The Foundation for True Peace
So how does true, biblical peace come about? What should we be praying for, beyond the dissipation of inter-country hostilities?
Foley says to answer these questions, we need to listen to North Korean Christians themselves.
“When North Korean Christians say, ‘This is not what we have been praying for,’ what they mean is not that they are against peace. Far from it. They know that peace can only come about from transformation of the human heart, and nothing about the transformation of the human heart is rooted in this current conversation.”
It is still going to take time to see what comes of these latest peace talks between the North and South Korean leadership.

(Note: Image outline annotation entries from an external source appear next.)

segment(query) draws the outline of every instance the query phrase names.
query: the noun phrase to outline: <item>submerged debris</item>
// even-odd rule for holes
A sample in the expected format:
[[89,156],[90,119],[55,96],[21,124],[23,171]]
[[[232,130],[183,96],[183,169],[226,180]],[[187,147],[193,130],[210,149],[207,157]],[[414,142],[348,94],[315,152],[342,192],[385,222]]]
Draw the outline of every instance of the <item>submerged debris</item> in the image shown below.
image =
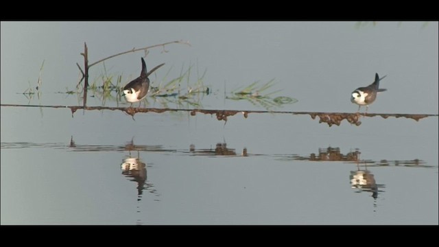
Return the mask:
[[72,117],[73,113],[78,109],[84,109],[88,110],[119,110],[126,113],[129,115],[134,117],[137,113],[163,113],[167,111],[185,111],[189,112],[191,116],[196,115],[197,113],[215,115],[217,119],[219,121],[224,120],[227,121],[228,117],[234,116],[238,113],[241,113],[245,118],[248,117],[249,113],[271,113],[271,114],[293,114],[293,115],[308,115],[311,119],[315,119],[316,117],[319,117],[319,123],[326,123],[330,127],[333,125],[340,126],[341,122],[346,119],[351,124],[357,126],[361,124],[359,121],[361,117],[375,117],[381,116],[383,119],[389,117],[394,117],[396,118],[405,117],[412,119],[416,121],[425,117],[438,117],[438,114],[390,114],[390,113],[317,113],[317,112],[294,112],[294,111],[277,111],[277,110],[204,110],[204,109],[178,109],[178,108],[133,108],[133,107],[104,107],[104,106],[37,106],[37,105],[17,105],[17,104],[1,104],[1,106],[15,106],[15,107],[38,107],[38,108],[69,108],[71,110]]

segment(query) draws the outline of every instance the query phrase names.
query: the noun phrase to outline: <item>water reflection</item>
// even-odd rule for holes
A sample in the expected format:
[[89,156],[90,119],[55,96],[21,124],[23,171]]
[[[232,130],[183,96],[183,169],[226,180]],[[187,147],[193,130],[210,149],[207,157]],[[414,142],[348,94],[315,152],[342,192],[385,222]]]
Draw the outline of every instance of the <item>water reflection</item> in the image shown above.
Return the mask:
[[[351,171],[349,176],[349,180],[351,180],[351,187],[353,189],[358,189],[357,192],[361,191],[371,192],[372,197],[374,199],[378,198],[378,185],[375,181],[375,176],[365,168],[361,170],[360,167],[358,166],[357,171]],[[366,167],[366,165],[365,165]],[[381,187],[384,185],[380,185]]]
[[198,149],[195,148],[195,145],[191,144],[189,146],[189,152],[195,155],[200,156],[247,156],[247,148],[244,148],[240,154],[237,154],[234,148],[228,148],[227,143],[218,143],[216,144],[215,149]]
[[318,154],[311,153],[309,156],[302,156],[293,154],[293,159],[297,161],[357,161],[360,152],[355,149],[354,152],[349,152],[346,154],[340,152],[340,148],[319,148]]
[[[156,196],[159,195],[154,188],[154,185],[147,180],[147,172],[146,170],[147,164],[143,162],[140,158],[140,152],[137,149],[138,148],[134,145],[132,140],[126,145],[126,148],[128,150],[129,154],[122,159],[122,164],[121,165],[121,169],[122,170],[122,174],[125,176],[130,181],[134,182],[137,185],[136,189],[137,190],[137,206],[136,213],[139,217],[137,218],[136,224],[138,225],[143,224],[143,222],[141,220],[144,218],[142,216],[142,211],[141,210],[140,202],[142,200],[143,191],[149,191],[150,193],[154,194]],[[137,156],[133,156],[131,155],[132,150],[137,150]],[[159,201],[158,199],[154,200],[154,201]]]
[[141,200],[147,178],[146,164],[139,158],[126,158],[122,160],[122,174],[129,178],[130,181],[137,183],[137,200]]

However, if we don’t want history to simply repeat itself, continued peace talks must include a serious focus on North Korea’s violation of human rights and religious freedom.
“We need to hold North Korea responsible to say, ‘When we come to the summit table, the key issue we’re going to be raising isn’t just nuclear weapons. It’s human rights. It’s about how you are treating your people, especially the 100,000 Christians who have to live underground in North Korea.’”
Finally, we need to ask ourselves what we are truly praying for in North Korea. Is it the external posture of peace that makes us feel secure from afar? Or is it true peace for North Korean people and believers that comes from changed hearts in North Korea’s leadership?
“I think as Christians what we’ve got to do, the most basic thing we can do in carrying out Hebrews 13:3 is this: we need to remember there are North Korean Christians today in North Korea — 30,000 of whom are in concentration camps, 70,000 of whom are underground believers who are trying to stay out of those camps. They are the ones we need to listen to.”
Foley says, “What we need to be praying for is what North Korean Christians have taught us to pray for now for several generations. Pray for the transformation of the heart of the leader.”